Challenging the Norm: PIL Advocates for a 3-Year LLB Course Post-12th Standard

 

In a bold move challenging the status quo, a recent Public Interest Litigation (PIL) filed in the Supreme Court has brought to light the contentious issue of the duration of the Bachelor of Law (LLB) course. Advocating for a paradigm shift from the traditional 5-year LLB program to a more streamlined 3-year course directly after completing high school, the PIL raises fundamental questions about the accessibility, practicality, and financial burden associated with legal education in India.

The PIL, spearheaded by Advocate Ashwini Upadhyay, contends that the current 5-year LLB course duration, comprising 10 semesters, is not only unreasonable but also arbitrary and irrational. It argues that students are capable of covering 15-20 subjects in 3 years (6 semesters), making the extended duration of the LLB course unnecessary and burdensome. This viewpoint resonates with the constitutional principles enshrined in Articles 14 and 21, which emphasize equality before the law and the right to life and personal liberty, respectively.

One of the primary concerns highlighted in the PIL is the financial strain imposed on students pursuing the 5-year LLB course. The exorbitant course fees coupled with the extended duration lead to a significant financial burden, limiting access to legal education for many aspiring students, particularly those from lower-income backgrounds. By advocating for a shorter and more efficient 3-year LLB course post-12th standard, the PIL seeks to alleviate this financial barrier and make legal education more accessible to a wider spectrum of students.

Moreover, the PIL emphasizes the loss of valuable time experienced by students enrolled in the 5-year LLB program. The prolonged duration not only delays their entry into the legal profession but also hinders opportunities for gaining practical experience, pursuing higher education, or preparing for judicial exams. By condensing the LLB course into 3 years, students would have the flexibility to explore various avenues within the legal field more effectively and efficiently.

The PIL draws attention to notable examples of legal luminaries who commenced their legal careers at a young age. Citing the achievements of late stalwarts like Ram Jethmalani, who started practicing law at 18, and Fali S Nariman, who completed his law degree at 21, the petitioner underscores the potential for young advocates to excel if provided with an early entry into legal education and practice.

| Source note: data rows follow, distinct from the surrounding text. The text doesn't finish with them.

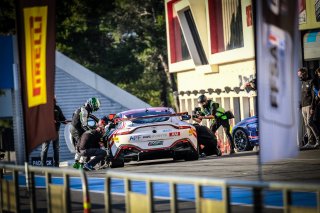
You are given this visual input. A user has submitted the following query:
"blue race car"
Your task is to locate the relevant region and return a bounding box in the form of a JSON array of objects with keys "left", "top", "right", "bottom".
[{"left": 232, "top": 116, "right": 259, "bottom": 152}]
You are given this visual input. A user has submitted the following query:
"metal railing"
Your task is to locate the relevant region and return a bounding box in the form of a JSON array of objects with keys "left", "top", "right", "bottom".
[
  {"left": 105, "top": 170, "right": 320, "bottom": 213},
  {"left": 0, "top": 164, "right": 320, "bottom": 213}
]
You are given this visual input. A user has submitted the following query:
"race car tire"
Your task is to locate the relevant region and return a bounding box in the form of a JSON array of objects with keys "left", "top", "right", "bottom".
[
  {"left": 233, "top": 128, "right": 253, "bottom": 152},
  {"left": 110, "top": 159, "right": 124, "bottom": 168}
]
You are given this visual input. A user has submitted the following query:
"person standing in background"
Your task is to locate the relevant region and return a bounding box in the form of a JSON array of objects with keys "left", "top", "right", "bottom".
[
  {"left": 41, "top": 97, "right": 67, "bottom": 167},
  {"left": 298, "top": 67, "right": 316, "bottom": 149}
]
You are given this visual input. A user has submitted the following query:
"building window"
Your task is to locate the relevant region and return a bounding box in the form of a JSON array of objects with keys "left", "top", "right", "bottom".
[
  {"left": 178, "top": 7, "right": 208, "bottom": 66},
  {"left": 167, "top": 0, "right": 191, "bottom": 63},
  {"left": 208, "top": 0, "right": 244, "bottom": 54}
]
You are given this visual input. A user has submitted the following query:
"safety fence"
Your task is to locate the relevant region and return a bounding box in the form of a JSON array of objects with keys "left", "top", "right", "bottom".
[{"left": 0, "top": 164, "right": 320, "bottom": 213}]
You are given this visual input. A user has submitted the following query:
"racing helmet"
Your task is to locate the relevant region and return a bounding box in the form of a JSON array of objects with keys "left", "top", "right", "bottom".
[
  {"left": 86, "top": 97, "right": 100, "bottom": 112},
  {"left": 198, "top": 95, "right": 208, "bottom": 104}
]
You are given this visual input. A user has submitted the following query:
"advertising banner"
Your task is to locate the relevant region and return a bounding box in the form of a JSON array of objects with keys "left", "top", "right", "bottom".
[
  {"left": 255, "top": 0, "right": 300, "bottom": 163},
  {"left": 16, "top": 0, "right": 57, "bottom": 154},
  {"left": 0, "top": 35, "right": 13, "bottom": 89}
]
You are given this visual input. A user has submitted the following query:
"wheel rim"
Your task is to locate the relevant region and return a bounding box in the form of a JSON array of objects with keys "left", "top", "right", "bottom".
[{"left": 233, "top": 129, "right": 248, "bottom": 151}]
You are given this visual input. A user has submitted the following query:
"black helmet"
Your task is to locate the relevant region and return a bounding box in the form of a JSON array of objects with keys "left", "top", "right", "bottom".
[{"left": 198, "top": 95, "right": 208, "bottom": 104}]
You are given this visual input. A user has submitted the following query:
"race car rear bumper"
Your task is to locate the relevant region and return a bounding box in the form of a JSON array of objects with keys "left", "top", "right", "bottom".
[{"left": 114, "top": 139, "right": 196, "bottom": 162}]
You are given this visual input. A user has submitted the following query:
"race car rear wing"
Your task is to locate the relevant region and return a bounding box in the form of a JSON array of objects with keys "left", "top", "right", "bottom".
[{"left": 114, "top": 112, "right": 191, "bottom": 123}]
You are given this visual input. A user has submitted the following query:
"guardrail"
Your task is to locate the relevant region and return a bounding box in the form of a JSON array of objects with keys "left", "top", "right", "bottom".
[
  {"left": 0, "top": 164, "right": 320, "bottom": 213},
  {"left": 0, "top": 163, "right": 91, "bottom": 212},
  {"left": 105, "top": 170, "right": 320, "bottom": 213}
]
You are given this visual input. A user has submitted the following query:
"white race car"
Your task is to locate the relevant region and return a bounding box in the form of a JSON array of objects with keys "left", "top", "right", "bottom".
[
  {"left": 65, "top": 107, "right": 199, "bottom": 168},
  {"left": 107, "top": 107, "right": 199, "bottom": 167}
]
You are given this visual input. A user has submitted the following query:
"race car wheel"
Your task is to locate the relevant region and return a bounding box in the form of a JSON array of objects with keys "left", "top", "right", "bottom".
[
  {"left": 233, "top": 129, "right": 253, "bottom": 152},
  {"left": 110, "top": 159, "right": 124, "bottom": 168}
]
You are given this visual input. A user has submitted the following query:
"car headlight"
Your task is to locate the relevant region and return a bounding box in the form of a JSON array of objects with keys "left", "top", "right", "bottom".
[{"left": 247, "top": 123, "right": 258, "bottom": 130}]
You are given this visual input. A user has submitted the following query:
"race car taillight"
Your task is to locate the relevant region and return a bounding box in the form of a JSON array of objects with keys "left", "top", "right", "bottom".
[
  {"left": 179, "top": 126, "right": 191, "bottom": 129},
  {"left": 116, "top": 131, "right": 132, "bottom": 135}
]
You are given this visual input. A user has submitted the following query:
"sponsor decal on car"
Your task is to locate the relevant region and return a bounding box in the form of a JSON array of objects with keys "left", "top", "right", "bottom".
[
  {"left": 148, "top": 141, "right": 163, "bottom": 146},
  {"left": 129, "top": 135, "right": 142, "bottom": 141},
  {"left": 169, "top": 132, "right": 180, "bottom": 137},
  {"left": 113, "top": 136, "right": 119, "bottom": 143}
]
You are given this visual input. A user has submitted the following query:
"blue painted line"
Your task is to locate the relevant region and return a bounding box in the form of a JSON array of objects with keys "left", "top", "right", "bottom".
[{"left": 4, "top": 175, "right": 317, "bottom": 208}]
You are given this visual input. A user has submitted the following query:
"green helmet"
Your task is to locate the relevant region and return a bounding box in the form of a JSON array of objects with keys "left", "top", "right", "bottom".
[{"left": 87, "top": 97, "right": 100, "bottom": 112}]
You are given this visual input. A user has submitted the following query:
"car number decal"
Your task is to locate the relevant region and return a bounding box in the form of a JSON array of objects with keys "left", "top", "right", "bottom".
[
  {"left": 148, "top": 141, "right": 163, "bottom": 146},
  {"left": 169, "top": 132, "right": 180, "bottom": 137}
]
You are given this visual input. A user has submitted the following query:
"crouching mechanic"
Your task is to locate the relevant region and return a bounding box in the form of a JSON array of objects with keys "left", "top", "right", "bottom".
[
  {"left": 70, "top": 97, "right": 100, "bottom": 169},
  {"left": 77, "top": 122, "right": 107, "bottom": 171},
  {"left": 193, "top": 95, "right": 235, "bottom": 154}
]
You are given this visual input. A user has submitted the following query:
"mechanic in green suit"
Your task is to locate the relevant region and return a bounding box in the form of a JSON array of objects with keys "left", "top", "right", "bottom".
[{"left": 193, "top": 95, "right": 235, "bottom": 154}]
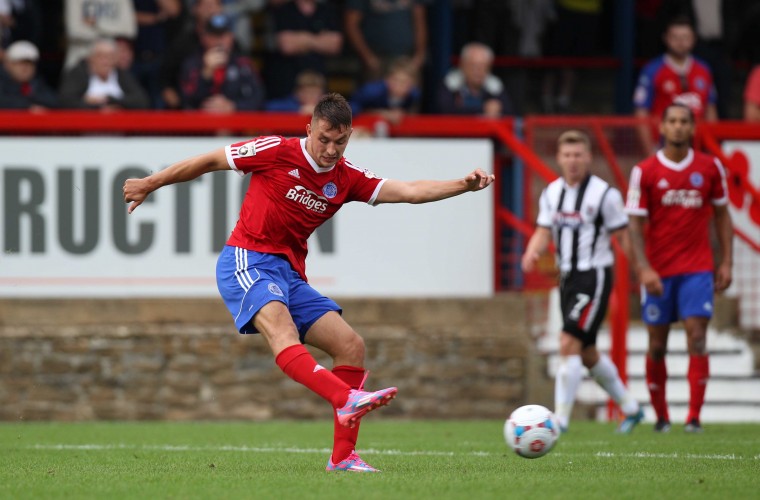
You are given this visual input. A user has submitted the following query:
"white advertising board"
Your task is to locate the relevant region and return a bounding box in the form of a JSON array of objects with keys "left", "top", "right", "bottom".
[
  {"left": 0, "top": 137, "right": 493, "bottom": 297},
  {"left": 721, "top": 141, "right": 760, "bottom": 329}
]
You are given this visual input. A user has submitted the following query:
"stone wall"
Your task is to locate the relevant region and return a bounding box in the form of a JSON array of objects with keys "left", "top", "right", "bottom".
[{"left": 0, "top": 294, "right": 552, "bottom": 421}]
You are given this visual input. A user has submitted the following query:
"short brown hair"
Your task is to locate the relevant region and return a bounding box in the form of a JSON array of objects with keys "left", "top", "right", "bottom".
[
  {"left": 311, "top": 92, "right": 351, "bottom": 129},
  {"left": 557, "top": 130, "right": 591, "bottom": 151},
  {"left": 296, "top": 69, "right": 327, "bottom": 89},
  {"left": 660, "top": 102, "right": 697, "bottom": 123}
]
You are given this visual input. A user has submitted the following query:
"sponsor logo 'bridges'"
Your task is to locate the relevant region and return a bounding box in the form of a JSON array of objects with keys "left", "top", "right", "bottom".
[
  {"left": 662, "top": 189, "right": 702, "bottom": 208},
  {"left": 285, "top": 186, "right": 327, "bottom": 213}
]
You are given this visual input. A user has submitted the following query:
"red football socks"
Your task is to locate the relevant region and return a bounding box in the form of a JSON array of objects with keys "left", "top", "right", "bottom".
[
  {"left": 275, "top": 344, "right": 351, "bottom": 408},
  {"left": 646, "top": 356, "right": 670, "bottom": 422},
  {"left": 686, "top": 355, "right": 710, "bottom": 422},
  {"left": 332, "top": 365, "right": 364, "bottom": 464}
]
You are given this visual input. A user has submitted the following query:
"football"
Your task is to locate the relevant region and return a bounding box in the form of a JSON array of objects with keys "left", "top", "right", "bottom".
[{"left": 504, "top": 405, "right": 560, "bottom": 458}]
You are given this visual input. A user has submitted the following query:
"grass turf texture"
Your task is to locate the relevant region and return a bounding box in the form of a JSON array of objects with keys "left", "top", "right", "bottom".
[{"left": 0, "top": 417, "right": 760, "bottom": 500}]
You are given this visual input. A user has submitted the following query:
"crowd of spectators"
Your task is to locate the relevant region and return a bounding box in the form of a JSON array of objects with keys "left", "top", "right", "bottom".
[{"left": 0, "top": 0, "right": 760, "bottom": 122}]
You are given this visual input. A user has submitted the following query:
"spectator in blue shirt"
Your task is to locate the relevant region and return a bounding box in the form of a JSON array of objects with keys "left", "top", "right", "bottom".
[
  {"left": 351, "top": 58, "right": 422, "bottom": 123},
  {"left": 264, "top": 70, "right": 327, "bottom": 115},
  {"left": 438, "top": 42, "right": 514, "bottom": 118}
]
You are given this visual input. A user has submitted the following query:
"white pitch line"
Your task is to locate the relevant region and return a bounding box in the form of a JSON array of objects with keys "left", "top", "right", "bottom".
[{"left": 27, "top": 444, "right": 760, "bottom": 460}]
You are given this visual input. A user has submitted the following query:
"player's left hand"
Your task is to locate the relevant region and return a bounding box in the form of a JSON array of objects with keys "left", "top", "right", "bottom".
[
  {"left": 123, "top": 177, "right": 153, "bottom": 214},
  {"left": 715, "top": 263, "right": 732, "bottom": 292},
  {"left": 464, "top": 168, "right": 495, "bottom": 191}
]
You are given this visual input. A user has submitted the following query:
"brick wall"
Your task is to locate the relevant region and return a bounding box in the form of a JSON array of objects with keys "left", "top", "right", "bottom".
[{"left": 0, "top": 295, "right": 553, "bottom": 421}]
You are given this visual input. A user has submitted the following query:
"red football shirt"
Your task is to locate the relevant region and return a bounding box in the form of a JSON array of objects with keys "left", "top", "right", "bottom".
[
  {"left": 626, "top": 149, "right": 728, "bottom": 277},
  {"left": 225, "top": 136, "right": 385, "bottom": 280},
  {"left": 633, "top": 56, "right": 717, "bottom": 120}
]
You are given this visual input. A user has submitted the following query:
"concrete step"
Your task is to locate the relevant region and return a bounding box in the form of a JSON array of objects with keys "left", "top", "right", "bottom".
[
  {"left": 592, "top": 403, "right": 760, "bottom": 424},
  {"left": 538, "top": 325, "right": 760, "bottom": 424},
  {"left": 576, "top": 377, "right": 760, "bottom": 407},
  {"left": 548, "top": 350, "right": 760, "bottom": 376},
  {"left": 538, "top": 326, "right": 748, "bottom": 353}
]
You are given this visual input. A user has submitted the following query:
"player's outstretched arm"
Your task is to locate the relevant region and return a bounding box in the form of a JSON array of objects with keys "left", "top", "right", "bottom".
[
  {"left": 124, "top": 148, "right": 230, "bottom": 214},
  {"left": 520, "top": 226, "right": 552, "bottom": 273},
  {"left": 376, "top": 168, "right": 494, "bottom": 204}
]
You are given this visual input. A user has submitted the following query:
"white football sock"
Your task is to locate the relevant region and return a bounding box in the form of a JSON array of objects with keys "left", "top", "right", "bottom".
[
  {"left": 589, "top": 355, "right": 639, "bottom": 415},
  {"left": 554, "top": 354, "right": 583, "bottom": 429}
]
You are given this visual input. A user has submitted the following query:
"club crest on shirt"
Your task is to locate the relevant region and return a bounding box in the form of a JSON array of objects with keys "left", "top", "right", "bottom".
[
  {"left": 554, "top": 212, "right": 583, "bottom": 229},
  {"left": 689, "top": 172, "right": 705, "bottom": 187},
  {"left": 644, "top": 304, "right": 660, "bottom": 321},
  {"left": 238, "top": 142, "right": 256, "bottom": 158},
  {"left": 322, "top": 182, "right": 338, "bottom": 199}
]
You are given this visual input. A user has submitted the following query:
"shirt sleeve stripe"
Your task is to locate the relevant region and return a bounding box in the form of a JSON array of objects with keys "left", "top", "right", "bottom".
[{"left": 367, "top": 179, "right": 387, "bottom": 206}]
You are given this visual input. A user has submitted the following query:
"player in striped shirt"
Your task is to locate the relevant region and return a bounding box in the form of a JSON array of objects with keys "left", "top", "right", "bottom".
[
  {"left": 522, "top": 130, "right": 644, "bottom": 434},
  {"left": 633, "top": 17, "right": 718, "bottom": 153},
  {"left": 124, "top": 94, "right": 494, "bottom": 472},
  {"left": 626, "top": 104, "right": 733, "bottom": 432}
]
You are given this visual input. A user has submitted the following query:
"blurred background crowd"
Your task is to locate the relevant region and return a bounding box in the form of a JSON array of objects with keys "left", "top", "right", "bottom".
[{"left": 0, "top": 0, "right": 760, "bottom": 122}]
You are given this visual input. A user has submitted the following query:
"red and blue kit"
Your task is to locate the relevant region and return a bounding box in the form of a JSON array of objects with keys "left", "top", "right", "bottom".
[
  {"left": 626, "top": 149, "right": 728, "bottom": 278},
  {"left": 225, "top": 136, "right": 385, "bottom": 280},
  {"left": 633, "top": 55, "right": 717, "bottom": 120}
]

In addition to the individual benefits for students, the PIL also raises broader concerns about the overall structure and efficacy of legal education in India. It questions the necessity of a prolonged duration for obtaining a Bachelor of Law degree, especially when other undergraduate degree programs, such as Bachelor of Arts, Bachelor of Commerce, and Bachelor of Science, are completed in 3 years post-12th standard. The PIL advocates for a more balanced and efficient approach to legal education, focusing on quality education while addressing the practical needs and aspirations of students.

The PIL’s significance extends beyond a mere legal challenge; it represents a call for systemic reform in the realm of legal education. A favorable decision from the Supreme Court in support of the 3-year LLB course post-12th standard could mark a transformative moment, reshaping the landscape of legal education in India. It would not only democratize access to legal education but also empower a new generation of legal professionals to thrive and contribute meaningfully to the legal fraternity.

PIL’s advocacy for a 3-year LLB course post-12th standard reflects a larger discourse on innovation, accessibility, and inclusivity in legal education. It prompts us to reevaluate existing norms and strive for a legal education system that is not only rigorous and intellectually stimulating but also equitable and responsive to the evolving needs of students and society at large.